Monday, January 28, 2008

Haskell Snippet: read CSV file, marshall into type

This listing shows how to open a file, extract the contents, split by the delimiter (regex is a little off) and then mashall into a datatype.

data PageURLFieldInfo = PageURLFieldInfo {
linkUrlField :: String,
aUrlField :: Integer,
blockquoteUrlField :: Integer,
divUrlField :: Integer,
h1UrlField :: Integer,
imgUrlField :: Integer,
pUrlField :: Integer,
strongUrlField :: Integer,
tableUrlField :: Integer
-- The info content file contains html document information.
-- It may not exist but should, also contains URL info.
readInfoContentFile :: String -> IO PageURLFieldInfo
readInfoContentFile extr_file = do
let extr_n = (length ".extract")
extr_path = take ((length extr_file) - extr_n) extr_file
info_file = extr_path ++ ".info"
-- Extract the file, in CSV format.
-- URL::|a::|b::|blockquote::|div::|h1::|h2::|i::|img::|p::|span::|strong::|table
csvtry <- try $ readFile info_file
-- Handler error
info <- case csvtry of
Left _ -> return defaultPageFieldInfo
Right csv -> do let csv_lst = splitRegex (mkRegex "\\s*[::|]+\\s*") csv
return PageURLFieldInfo {
linkUrlField = csv_lst !! 0,
aUrlField = read (csv_lst !! 1) :: Integer,
blockquoteUrlField = read (csv_lst !! 2) :: Integer,
divUrlField = read (csv_lst !! 3) :: Integer,
h1UrlField = read (csv_lst !! 4) :: Integer,
imgUrlField = read (csv_lst !! 5) :: Integer,
pUrlField = read (csv_lst !! 6) :: Integer,
strongUrlField = read (csv_lst !! 7) :: Integer,
tableUrlField = read (csv_lst !! 8) :: Integer
return info
-- End of File


dru said...

would it not be a little cooler
if you could avoid re-specifying
the structure you are reading into,
and just have the CSV reader
automatically put fields into
their proper spot?

Berlin Brown said...

Yea, absolutely. I was actually looking for some kind of marshalling call.
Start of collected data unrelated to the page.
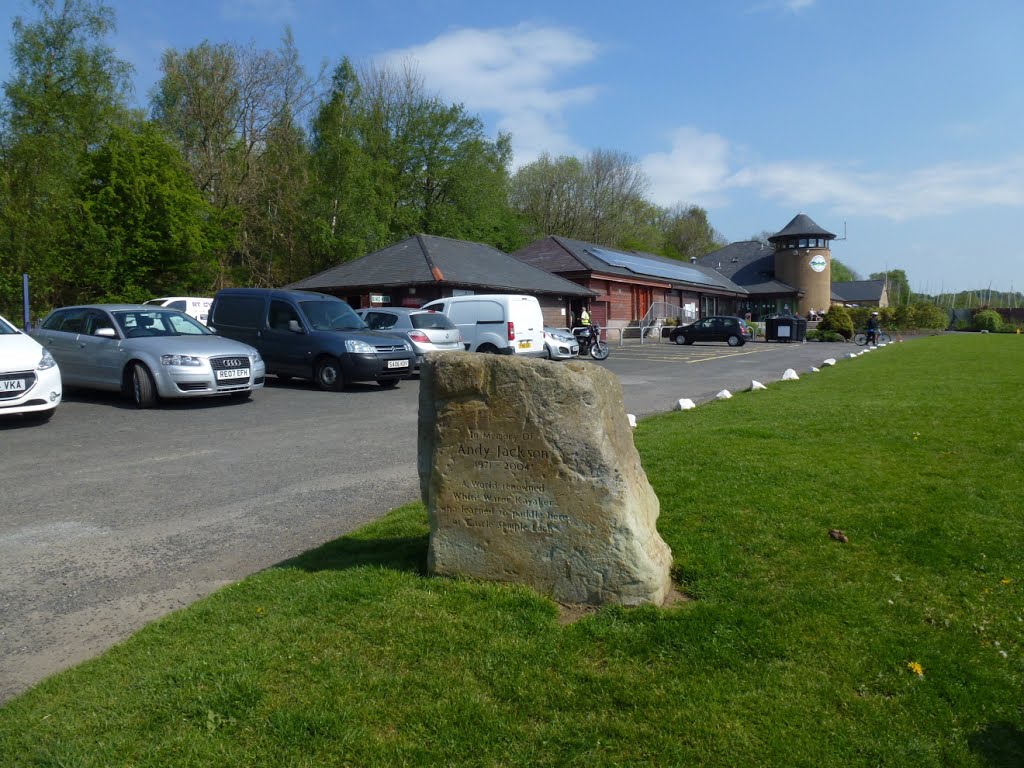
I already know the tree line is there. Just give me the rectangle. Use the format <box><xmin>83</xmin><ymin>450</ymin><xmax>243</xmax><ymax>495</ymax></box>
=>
<box><xmin>0</xmin><ymin>0</ymin><xmax>726</xmax><ymax>319</ymax></box>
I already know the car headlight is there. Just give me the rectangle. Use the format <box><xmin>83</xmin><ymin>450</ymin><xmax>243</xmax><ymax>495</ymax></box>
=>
<box><xmin>251</xmin><ymin>350</ymin><xmax>262</xmax><ymax>363</ymax></box>
<box><xmin>345</xmin><ymin>339</ymin><xmax>376</xmax><ymax>354</ymax></box>
<box><xmin>161</xmin><ymin>354</ymin><xmax>203</xmax><ymax>367</ymax></box>
<box><xmin>36</xmin><ymin>349</ymin><xmax>57</xmax><ymax>370</ymax></box>
<box><xmin>403</xmin><ymin>341</ymin><xmax>412</xmax><ymax>352</ymax></box>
But, even in my example I was a little explicit about which columns I wanted.

augustss said...

You don't need all the type annotations when constructing the value, the types are quite clear anyway. You could also map 'read' over csv to avoid the repeated calls.

Berlin Brown said...


do you have the specific code in terms of re-specifying the structure.


"You could also map 'read' over csv to avoid the repeated calls."
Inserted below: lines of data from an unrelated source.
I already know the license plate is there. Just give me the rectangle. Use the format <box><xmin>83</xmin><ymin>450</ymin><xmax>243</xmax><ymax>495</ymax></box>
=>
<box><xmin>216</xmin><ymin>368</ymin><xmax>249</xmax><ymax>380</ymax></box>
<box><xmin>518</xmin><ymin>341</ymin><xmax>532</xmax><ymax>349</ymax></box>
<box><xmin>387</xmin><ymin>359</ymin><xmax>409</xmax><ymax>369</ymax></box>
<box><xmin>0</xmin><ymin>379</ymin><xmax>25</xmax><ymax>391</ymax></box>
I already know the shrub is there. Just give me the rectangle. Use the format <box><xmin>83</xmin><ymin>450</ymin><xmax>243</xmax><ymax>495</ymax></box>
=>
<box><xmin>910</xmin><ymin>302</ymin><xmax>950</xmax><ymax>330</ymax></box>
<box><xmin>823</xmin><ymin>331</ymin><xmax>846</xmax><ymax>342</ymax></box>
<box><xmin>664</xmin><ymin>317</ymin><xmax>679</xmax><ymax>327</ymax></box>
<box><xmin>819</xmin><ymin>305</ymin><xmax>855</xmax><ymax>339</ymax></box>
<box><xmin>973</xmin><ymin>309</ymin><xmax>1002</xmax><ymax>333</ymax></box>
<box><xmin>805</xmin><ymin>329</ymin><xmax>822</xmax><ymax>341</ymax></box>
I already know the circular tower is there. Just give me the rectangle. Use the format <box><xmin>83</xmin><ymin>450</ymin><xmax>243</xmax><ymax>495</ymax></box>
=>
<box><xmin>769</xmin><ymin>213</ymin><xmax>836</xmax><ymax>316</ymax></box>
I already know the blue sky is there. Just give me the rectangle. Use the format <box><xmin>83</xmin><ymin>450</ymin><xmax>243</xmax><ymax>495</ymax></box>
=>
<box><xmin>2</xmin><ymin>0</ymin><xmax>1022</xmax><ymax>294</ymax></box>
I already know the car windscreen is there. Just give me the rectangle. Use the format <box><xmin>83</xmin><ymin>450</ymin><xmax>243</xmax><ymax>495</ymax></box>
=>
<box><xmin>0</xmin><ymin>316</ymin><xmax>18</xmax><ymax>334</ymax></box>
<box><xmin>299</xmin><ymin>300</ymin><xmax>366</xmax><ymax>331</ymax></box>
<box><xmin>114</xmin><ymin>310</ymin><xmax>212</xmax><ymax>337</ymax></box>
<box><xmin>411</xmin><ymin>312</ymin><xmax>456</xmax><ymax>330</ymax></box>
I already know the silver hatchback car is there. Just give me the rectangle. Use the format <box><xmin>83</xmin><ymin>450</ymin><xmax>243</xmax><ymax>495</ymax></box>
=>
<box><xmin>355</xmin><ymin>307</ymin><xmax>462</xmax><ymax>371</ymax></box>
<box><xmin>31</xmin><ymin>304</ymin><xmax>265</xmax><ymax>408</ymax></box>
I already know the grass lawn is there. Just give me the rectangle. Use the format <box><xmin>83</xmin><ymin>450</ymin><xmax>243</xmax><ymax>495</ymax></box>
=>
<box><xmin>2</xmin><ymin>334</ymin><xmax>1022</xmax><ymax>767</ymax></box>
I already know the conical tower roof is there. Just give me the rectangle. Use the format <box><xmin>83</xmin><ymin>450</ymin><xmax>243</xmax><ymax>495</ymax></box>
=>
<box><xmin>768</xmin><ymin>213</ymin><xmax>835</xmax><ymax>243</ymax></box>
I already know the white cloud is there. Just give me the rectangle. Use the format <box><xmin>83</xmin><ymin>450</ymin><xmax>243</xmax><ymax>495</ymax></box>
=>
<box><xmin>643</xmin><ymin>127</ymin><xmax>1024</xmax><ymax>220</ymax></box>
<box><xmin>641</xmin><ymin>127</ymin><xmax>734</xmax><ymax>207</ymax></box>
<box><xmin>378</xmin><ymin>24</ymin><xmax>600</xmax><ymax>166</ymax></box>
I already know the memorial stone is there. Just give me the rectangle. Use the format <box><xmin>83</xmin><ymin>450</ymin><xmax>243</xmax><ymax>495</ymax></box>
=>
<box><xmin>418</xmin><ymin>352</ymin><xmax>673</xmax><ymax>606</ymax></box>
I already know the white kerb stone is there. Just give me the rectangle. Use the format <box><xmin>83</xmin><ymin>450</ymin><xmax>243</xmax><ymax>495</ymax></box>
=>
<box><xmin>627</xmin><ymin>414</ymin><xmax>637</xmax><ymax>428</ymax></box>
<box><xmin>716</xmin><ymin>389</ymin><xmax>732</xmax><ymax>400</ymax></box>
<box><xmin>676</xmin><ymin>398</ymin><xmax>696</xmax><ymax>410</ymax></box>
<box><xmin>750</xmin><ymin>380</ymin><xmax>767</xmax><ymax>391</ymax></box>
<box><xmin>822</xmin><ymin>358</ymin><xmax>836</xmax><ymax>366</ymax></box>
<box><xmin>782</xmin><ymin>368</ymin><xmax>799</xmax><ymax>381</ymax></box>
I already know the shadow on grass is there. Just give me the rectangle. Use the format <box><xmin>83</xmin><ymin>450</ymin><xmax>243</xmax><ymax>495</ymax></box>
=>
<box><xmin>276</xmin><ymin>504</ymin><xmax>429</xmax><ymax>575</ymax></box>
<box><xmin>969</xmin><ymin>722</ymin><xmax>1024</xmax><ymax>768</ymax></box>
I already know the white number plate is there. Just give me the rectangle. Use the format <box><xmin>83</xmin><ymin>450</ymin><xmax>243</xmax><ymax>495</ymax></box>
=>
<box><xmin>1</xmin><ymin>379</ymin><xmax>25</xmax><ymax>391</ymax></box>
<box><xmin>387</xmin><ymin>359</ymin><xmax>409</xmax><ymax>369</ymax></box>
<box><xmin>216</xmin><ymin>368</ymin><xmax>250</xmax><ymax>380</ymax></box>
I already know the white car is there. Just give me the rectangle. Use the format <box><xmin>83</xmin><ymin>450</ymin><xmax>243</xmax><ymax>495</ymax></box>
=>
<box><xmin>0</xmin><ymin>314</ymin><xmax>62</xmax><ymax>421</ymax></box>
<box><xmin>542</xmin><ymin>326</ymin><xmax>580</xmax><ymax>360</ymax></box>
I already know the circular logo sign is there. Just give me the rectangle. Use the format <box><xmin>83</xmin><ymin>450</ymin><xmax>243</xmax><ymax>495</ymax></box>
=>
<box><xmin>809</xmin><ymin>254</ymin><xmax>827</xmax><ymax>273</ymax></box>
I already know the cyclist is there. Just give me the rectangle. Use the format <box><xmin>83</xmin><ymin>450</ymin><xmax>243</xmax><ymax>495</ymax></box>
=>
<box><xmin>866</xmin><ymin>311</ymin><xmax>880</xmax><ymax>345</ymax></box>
if I map; wouldn't I still have to specify what property function to call and what index I need to specify from the csv_lst.
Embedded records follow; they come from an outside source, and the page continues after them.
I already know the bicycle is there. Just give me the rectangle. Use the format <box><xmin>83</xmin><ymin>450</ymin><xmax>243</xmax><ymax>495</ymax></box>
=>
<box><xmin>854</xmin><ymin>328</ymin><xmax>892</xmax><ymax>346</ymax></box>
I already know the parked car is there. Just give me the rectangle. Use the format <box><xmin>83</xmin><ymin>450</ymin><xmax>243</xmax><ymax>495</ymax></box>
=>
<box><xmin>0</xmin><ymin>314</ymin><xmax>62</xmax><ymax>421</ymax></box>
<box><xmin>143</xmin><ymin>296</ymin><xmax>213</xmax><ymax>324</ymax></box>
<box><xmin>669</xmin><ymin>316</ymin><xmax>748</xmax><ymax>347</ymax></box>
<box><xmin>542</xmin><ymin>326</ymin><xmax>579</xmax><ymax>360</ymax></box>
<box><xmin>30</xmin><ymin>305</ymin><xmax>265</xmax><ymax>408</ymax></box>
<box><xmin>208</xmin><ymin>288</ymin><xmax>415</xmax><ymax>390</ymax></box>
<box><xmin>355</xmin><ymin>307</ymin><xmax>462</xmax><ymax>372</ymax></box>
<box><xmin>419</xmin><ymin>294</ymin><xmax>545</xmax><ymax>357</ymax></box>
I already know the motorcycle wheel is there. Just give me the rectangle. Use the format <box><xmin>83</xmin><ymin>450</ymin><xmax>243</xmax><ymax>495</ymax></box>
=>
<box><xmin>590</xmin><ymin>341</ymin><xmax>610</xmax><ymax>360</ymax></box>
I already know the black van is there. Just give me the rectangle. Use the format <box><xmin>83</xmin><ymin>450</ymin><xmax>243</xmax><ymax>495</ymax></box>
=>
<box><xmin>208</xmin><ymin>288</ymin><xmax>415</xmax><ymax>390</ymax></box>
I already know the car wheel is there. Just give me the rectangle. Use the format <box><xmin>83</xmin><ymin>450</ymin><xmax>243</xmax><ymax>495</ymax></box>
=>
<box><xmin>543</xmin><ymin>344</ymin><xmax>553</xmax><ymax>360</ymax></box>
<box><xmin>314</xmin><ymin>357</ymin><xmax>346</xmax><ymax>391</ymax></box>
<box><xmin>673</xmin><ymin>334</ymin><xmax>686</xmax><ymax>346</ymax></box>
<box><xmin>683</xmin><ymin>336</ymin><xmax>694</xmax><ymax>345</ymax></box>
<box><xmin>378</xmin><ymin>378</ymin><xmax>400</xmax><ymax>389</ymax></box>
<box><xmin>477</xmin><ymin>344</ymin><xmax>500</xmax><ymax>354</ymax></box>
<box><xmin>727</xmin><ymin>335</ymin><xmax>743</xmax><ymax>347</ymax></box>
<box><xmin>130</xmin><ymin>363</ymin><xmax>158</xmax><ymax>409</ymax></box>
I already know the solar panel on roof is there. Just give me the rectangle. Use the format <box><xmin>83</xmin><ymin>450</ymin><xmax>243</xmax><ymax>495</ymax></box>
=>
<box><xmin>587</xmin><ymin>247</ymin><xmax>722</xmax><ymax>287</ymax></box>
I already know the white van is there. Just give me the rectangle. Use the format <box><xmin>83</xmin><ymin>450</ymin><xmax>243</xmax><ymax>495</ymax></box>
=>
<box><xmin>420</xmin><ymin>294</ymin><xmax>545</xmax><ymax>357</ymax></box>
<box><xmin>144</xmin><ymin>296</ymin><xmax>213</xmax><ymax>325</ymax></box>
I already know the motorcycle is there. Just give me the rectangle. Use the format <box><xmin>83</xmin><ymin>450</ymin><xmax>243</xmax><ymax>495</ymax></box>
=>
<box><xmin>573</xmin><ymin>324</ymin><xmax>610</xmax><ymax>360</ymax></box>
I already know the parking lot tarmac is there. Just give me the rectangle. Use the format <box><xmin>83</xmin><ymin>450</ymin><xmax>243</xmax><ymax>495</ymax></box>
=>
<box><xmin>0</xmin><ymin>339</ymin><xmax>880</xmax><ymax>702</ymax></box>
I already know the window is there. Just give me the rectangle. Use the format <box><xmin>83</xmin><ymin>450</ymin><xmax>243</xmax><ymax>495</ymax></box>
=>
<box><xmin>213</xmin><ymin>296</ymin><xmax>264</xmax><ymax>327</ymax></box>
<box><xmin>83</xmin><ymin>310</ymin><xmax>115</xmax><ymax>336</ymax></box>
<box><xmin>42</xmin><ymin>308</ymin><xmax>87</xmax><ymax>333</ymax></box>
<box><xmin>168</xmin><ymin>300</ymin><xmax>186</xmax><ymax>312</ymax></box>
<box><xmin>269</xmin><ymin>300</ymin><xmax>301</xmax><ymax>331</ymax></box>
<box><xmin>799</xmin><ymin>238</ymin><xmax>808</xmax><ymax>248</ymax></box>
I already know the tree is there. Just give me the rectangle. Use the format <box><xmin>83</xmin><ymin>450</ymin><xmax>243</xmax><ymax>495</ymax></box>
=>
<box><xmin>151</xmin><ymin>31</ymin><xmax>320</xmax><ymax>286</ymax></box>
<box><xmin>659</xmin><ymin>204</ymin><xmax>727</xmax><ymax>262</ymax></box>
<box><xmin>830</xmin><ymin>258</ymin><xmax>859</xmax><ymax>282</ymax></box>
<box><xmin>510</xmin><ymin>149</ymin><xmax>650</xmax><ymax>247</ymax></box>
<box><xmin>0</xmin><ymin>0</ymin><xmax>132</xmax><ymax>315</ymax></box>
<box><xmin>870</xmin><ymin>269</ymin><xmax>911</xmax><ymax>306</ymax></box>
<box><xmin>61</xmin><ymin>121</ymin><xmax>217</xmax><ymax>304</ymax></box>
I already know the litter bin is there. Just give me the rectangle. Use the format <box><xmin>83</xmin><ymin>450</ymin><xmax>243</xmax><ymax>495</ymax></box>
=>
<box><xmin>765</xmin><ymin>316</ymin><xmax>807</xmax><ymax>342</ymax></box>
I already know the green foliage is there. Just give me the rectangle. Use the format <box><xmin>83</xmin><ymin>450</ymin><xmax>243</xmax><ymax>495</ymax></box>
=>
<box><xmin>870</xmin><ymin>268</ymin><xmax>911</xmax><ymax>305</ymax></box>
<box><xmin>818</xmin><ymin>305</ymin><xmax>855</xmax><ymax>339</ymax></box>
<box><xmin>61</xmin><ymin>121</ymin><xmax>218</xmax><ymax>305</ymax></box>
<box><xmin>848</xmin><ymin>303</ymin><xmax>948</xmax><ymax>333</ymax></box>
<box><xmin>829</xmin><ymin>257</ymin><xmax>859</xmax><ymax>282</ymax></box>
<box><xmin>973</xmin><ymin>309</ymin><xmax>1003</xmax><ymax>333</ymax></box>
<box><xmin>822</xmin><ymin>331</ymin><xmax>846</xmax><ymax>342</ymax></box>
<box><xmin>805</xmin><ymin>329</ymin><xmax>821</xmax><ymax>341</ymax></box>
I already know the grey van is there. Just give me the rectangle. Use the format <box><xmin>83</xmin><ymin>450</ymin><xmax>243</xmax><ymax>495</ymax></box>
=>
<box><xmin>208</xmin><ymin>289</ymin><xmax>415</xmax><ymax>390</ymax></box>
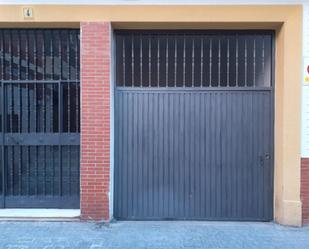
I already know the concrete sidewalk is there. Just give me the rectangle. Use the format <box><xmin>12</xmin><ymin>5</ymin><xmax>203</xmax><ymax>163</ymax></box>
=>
<box><xmin>0</xmin><ymin>221</ymin><xmax>308</xmax><ymax>249</ymax></box>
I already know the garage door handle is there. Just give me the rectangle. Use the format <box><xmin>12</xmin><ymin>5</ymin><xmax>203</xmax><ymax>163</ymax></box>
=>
<box><xmin>265</xmin><ymin>154</ymin><xmax>270</xmax><ymax>160</ymax></box>
<box><xmin>260</xmin><ymin>154</ymin><xmax>271</xmax><ymax>166</ymax></box>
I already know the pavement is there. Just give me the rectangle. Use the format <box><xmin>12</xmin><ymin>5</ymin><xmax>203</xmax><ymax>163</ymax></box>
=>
<box><xmin>0</xmin><ymin>221</ymin><xmax>308</xmax><ymax>249</ymax></box>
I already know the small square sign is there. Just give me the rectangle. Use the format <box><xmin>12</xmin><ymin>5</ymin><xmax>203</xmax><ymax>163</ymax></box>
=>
<box><xmin>23</xmin><ymin>7</ymin><xmax>33</xmax><ymax>19</ymax></box>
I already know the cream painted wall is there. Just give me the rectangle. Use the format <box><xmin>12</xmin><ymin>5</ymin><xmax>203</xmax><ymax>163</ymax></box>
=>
<box><xmin>302</xmin><ymin>4</ymin><xmax>309</xmax><ymax>158</ymax></box>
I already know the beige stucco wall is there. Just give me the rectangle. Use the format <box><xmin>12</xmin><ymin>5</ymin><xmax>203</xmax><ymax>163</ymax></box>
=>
<box><xmin>0</xmin><ymin>4</ymin><xmax>302</xmax><ymax>226</ymax></box>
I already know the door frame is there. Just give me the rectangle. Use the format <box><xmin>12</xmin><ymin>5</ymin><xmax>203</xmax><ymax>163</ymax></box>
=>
<box><xmin>108</xmin><ymin>6</ymin><xmax>302</xmax><ymax>225</ymax></box>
I think I see where you are going though; I guess I could have a list of functions.

dru said...

augustss: is this due to the types specified in the 'data' statement?

berlin: I'm new to haskell, but it would be interesting to see how this would be solved. Would you solve it
via reflection? Would you solve it by adding extra info to the data structure? (annotations) meta-programming?